• Flavia Andrade

Reforma da Previdência começa a ser discutida pela CCJ do Senado


Reforma da Previdência chega ao Senado e é debatida pela CCJ ( Foto: Roque de Sá/Agência Senado)

A reforma da Previdência chega ao Senado (PEC 6/2019) em clima de tensão, e começa a ser discutida na Comissão de Constituição e Justiça (CCJ) da Casa.


O relator da PEC, senador Tasso Jereissati (PSDB-CE), defende a aprovação do texto conforme encaminhado pelos deputados, sem nenhuma alteração para que a PEC não precise voltar à Câmara. Ao mesmo tempo, o parlamentar reconhece que o texto votado na Câmara precisa ser melhorado, considerando principalmente à questão relacionada às novas regras de previdência de estados e municípios, para ele, as alterações propostas pelos senadores devem constar na PEC paralela que tem o apoio do presidente da Casa, Davi Alcolumbre (DEM-AP).

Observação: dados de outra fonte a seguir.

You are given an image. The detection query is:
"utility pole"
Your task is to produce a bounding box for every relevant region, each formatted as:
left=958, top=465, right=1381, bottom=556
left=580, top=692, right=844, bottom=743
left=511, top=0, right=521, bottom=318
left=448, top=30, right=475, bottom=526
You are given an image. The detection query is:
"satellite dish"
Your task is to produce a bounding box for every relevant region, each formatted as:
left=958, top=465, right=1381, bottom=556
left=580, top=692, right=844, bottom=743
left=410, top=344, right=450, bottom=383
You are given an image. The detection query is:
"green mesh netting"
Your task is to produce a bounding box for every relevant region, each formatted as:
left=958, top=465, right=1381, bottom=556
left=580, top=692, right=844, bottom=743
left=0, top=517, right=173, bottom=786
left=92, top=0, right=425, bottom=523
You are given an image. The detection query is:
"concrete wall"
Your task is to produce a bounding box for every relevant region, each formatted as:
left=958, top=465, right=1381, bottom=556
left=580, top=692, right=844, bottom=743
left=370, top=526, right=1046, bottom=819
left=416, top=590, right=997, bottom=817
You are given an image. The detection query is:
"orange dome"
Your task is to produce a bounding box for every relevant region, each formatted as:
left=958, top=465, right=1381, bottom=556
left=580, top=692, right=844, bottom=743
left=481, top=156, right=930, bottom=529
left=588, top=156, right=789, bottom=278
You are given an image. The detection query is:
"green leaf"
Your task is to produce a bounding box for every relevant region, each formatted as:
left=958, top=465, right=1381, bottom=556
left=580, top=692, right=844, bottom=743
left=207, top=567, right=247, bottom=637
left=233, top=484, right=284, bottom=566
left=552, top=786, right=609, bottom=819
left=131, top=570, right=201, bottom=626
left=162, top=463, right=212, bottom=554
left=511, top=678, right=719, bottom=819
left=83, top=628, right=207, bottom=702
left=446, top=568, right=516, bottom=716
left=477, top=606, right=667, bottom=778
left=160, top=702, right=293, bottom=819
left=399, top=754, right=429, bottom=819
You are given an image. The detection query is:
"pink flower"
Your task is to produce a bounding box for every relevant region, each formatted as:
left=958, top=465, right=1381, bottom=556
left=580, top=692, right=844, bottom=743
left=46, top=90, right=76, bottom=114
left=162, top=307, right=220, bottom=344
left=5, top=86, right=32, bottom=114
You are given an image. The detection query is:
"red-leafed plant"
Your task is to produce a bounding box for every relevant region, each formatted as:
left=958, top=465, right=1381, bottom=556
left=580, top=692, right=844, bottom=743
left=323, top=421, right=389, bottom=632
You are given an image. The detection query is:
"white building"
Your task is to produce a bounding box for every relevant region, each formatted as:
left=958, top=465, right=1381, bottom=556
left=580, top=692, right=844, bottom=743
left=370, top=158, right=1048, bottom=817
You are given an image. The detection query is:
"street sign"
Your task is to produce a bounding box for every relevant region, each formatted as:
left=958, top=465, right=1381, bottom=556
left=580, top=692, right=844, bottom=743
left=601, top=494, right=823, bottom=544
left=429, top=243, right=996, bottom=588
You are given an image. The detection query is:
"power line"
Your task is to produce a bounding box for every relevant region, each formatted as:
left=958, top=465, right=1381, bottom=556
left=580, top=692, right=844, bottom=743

O parlamentar disse em plenário, que está “muito preocupado com o que leu até o momento”. Para Tasso Jereissati, “Está claro que quem mais precisa de aposentadoria é o trabalhador de empresa privada, o funcionário público, e não os ricos do país”, declara.

Já segundo Plínio Valério, “Espero que o Senado não se furte ao seu papel de casa revisora”.


De acordo com o senador Eduardo Girão (Podemos-CE),“Os pontos que precisam ser modificados no texto aprovado pela Câmara está o dispositivo antifraudes na concessão do Benefício de Prestação Continuada (BPC). Assim como a inclusão dos estados e municípios na reforma”, aponta.


Ainda conforme Girão, “Esta reforma é necessária, sim, e importante para o Brasil. A responsabilidade não é só do governo ou da Câmara, mas também do Senado da República, que não pode se eximir de ouvir a sociedade na busca de aperfeiçoamento ao texto, em nome da Justiça e do bem da população. E essa discussão não pode ser açodada. Ela precisa ter maturidade, ter serenidade e esta Casa tem a prerrogativa de fazer isso” enfatiza

O texto da reforma da Previdência tem prazo de 30 dias para ser discutida na CCJ do Senado.


A expectativa é de o relatório seja apresentado na comissão no dia 28 de agosto. Após apreciação pela CCJ, a matéria precisa passar por dois turnos de votação no plenário da Casa onde para ser aprovada precisaria de 49 dos 81 votos de senadores em cada turno.